Retourkutsche des Kreischefs

Maik Penn weist alle Vorwürfe Fladers zurück: Schließlich sei er, Penn, derjenige gewesen, der Flader damals als Stadträtin ins Gespräch gebracht habe. „Ebenso habe ich sie für den Landesvorstand der CDU und als stellvertretende Kreisvorsitzende vorgeschlagen“, sagte er dem Maulbeerblatt. Leider habe sich die Zusammenarbeit anders als gewünscht und erwartet entwickelt. Die Austrittsgründe habe Flader intern in keiner Sitzung auch nur im Ansatz thematisiert, so der Kreischef.
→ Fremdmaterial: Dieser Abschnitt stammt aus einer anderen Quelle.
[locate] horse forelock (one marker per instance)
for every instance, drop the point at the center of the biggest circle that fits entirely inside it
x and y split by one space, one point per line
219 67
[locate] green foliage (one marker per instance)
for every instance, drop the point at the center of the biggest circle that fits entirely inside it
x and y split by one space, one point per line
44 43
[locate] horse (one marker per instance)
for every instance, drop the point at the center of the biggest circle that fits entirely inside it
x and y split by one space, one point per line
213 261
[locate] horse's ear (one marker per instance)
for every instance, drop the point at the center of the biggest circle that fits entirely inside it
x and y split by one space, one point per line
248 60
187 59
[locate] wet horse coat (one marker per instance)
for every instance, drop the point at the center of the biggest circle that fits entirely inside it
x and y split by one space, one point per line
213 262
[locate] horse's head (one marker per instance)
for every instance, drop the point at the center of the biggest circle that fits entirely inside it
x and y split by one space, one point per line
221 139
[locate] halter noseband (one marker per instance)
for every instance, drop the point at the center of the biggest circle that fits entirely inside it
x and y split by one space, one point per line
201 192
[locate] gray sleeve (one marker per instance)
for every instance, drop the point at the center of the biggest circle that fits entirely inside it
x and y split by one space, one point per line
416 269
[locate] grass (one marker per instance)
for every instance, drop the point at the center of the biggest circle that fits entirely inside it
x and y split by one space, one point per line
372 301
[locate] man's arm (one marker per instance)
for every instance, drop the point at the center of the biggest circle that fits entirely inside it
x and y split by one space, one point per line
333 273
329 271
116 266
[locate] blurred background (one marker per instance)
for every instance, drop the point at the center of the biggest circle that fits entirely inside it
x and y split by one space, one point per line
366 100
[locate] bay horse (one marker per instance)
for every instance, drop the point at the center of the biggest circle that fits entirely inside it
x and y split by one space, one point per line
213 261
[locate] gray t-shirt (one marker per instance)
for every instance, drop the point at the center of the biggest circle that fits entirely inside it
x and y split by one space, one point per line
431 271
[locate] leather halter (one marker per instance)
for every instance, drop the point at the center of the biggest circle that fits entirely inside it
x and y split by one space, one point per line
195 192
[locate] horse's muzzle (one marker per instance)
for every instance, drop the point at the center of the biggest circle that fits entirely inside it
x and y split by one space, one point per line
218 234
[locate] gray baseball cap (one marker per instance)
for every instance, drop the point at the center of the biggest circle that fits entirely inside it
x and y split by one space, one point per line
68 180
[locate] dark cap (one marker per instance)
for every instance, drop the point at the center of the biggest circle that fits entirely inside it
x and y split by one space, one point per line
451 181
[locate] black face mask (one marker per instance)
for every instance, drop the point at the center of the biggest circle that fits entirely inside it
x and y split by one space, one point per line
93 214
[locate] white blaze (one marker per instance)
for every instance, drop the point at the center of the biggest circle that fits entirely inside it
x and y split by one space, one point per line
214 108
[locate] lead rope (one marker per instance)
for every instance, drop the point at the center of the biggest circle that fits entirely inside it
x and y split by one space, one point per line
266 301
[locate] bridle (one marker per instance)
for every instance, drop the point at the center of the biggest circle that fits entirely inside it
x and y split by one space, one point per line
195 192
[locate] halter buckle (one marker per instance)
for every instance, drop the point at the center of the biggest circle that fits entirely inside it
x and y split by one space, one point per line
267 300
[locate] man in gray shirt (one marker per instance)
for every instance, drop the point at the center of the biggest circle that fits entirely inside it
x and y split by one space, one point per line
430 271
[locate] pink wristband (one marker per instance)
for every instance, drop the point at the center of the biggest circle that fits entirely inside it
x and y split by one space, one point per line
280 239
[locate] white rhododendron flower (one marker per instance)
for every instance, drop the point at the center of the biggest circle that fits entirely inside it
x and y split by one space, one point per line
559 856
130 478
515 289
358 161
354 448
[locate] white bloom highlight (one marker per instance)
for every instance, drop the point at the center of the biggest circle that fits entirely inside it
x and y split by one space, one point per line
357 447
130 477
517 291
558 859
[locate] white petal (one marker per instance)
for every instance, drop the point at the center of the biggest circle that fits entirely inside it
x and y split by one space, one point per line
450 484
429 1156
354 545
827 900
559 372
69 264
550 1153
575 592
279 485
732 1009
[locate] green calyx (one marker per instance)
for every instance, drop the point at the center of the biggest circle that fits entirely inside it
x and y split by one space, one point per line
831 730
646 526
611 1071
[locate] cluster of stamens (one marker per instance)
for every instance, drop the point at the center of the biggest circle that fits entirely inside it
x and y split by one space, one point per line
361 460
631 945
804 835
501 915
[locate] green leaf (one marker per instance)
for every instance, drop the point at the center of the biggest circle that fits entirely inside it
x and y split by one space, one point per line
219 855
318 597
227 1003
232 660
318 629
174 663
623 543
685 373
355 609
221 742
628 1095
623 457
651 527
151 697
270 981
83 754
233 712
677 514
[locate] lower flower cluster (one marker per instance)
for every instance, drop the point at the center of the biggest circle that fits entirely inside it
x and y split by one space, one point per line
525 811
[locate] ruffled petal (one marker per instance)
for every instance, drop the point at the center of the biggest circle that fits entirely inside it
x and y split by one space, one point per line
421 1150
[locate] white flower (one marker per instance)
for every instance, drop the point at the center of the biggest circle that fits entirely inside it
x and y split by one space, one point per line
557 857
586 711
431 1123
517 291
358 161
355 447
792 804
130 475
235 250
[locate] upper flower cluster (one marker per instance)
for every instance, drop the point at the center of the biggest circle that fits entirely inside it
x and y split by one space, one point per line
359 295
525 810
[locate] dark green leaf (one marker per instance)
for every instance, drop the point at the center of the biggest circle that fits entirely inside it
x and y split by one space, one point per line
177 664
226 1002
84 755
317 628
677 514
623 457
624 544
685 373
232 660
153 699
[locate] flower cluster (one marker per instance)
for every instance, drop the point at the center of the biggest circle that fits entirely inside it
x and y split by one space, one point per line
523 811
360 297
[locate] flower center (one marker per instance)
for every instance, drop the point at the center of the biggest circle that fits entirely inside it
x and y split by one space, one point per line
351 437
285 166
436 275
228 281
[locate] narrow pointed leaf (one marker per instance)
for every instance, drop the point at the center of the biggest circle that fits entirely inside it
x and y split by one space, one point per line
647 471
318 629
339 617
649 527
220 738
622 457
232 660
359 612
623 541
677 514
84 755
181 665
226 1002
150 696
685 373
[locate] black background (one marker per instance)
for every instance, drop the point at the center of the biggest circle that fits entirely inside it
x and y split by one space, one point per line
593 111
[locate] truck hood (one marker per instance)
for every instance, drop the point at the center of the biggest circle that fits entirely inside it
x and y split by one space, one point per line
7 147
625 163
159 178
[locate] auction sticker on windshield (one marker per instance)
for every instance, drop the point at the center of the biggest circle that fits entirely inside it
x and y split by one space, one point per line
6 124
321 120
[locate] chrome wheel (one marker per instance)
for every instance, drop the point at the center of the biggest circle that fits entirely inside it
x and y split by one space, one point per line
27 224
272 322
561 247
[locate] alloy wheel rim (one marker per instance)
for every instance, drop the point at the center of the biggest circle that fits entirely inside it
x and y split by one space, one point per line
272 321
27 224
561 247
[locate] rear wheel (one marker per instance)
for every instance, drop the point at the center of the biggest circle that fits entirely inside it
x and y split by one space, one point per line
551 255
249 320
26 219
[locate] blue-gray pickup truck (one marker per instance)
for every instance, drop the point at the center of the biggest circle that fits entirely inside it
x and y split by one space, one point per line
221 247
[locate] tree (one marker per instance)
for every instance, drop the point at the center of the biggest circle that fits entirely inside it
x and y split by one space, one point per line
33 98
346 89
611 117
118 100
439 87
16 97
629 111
Was die von ihr beklagte Hinterzimmerpolitik betrifft, keult Penn zurück: Vielleicht könne Flader ja öffentlich machen, „welche Gespräche sie 2016 in welchen von ihr initiierten Runden mit wem führte, um Stadträtin zu werden.“ In der offiziellen Stellungnahme des Kreisverbandes Treptow-Köpenick liest sich das dann etwas diplomatischer: „Vertrauen, Loyalität und Kommunikation können niemals Einbahnstraße sein, um gemeinsam Erfolg zu haben“, heißt es da. Aus ihrem Ärger, nicht erneut zur Kandidatin für die Bezirksverordnetenversammlung aufgestellt geworden zu sein, macht Flader keinen Hehl. „Die CDU behandelt ihre Stadträte schlecht, vor allem im Osten“, sagt sie. Auf Facebook, wo Parteimitglieder Respekt für Fladers Austrittt äußerten, schreibt Kreischef Penn: „Bei uns mangelt es nicht an schriftlichen und mündlichen Beschwerden von Sportvereinen, Schulleitungen, Elternvertreterns und Mitarbeitern des Bezirksamtes. Da gibt es immer mehrere Seiten...“

Wechsel in andere Partei möglich

Im Bezirksamt, so teilt Flader in ihrer Erklärung mit, werde sie weiter mitarbeiten – zunächst als parteiloses Mitglied. Aber was bedeutet „zunächst“? Es gebe Angebote anderer Parteien. Maik Penn rechnet fest damit, dass Fladers Name demnächt auf anderen Parteilisten auftaucht: „Leider kommt es immer wieder in allen Partein vor, dass Mandatsträger mit den Ergebnissen von Nominierungen nicht einverstanden sind und dann durch fliegenden Parteiwechsel zu anderen Parteien in der Hoffnung auf Mandatserhalt wechseln“, schreibt er. So selten ist ein Parteiwechsel von Mandatsträgern tatsächlich nicht. Auch in Treptow-Köpenick gab es diverse solcher Schritte. So trat der einstige PDS-Jugendstadtrat Dirk Retzlaff zur SPD über, als er in seiner Partei nicht mehr berücksichtigt wurde. Als es auch bei den neuen Parteifreunden Streit gab, endete seine politische Karriere als parteiloser Hinterbänkler. Ärger gab es im Jahr 2016, als kurz nach der Wahl der langjährige Grünen-Politiker Peter Groos zur SPD wechselte. Alle, die damals grün gewählt hatten, bekamen plötzlich einen SPD-Mann mehr. Die SPD profitierte vom Wechsel, Gross wurde wieder Vorsteher der BVV, was er vorher bereits für die Grünen war. Ob und zu welcher Partei Cornelia Flader wechseln wird, will sie noch nicht sagen. „Das ist alles noch zu emotional, ich muss noch nachdenken“, sagt sie.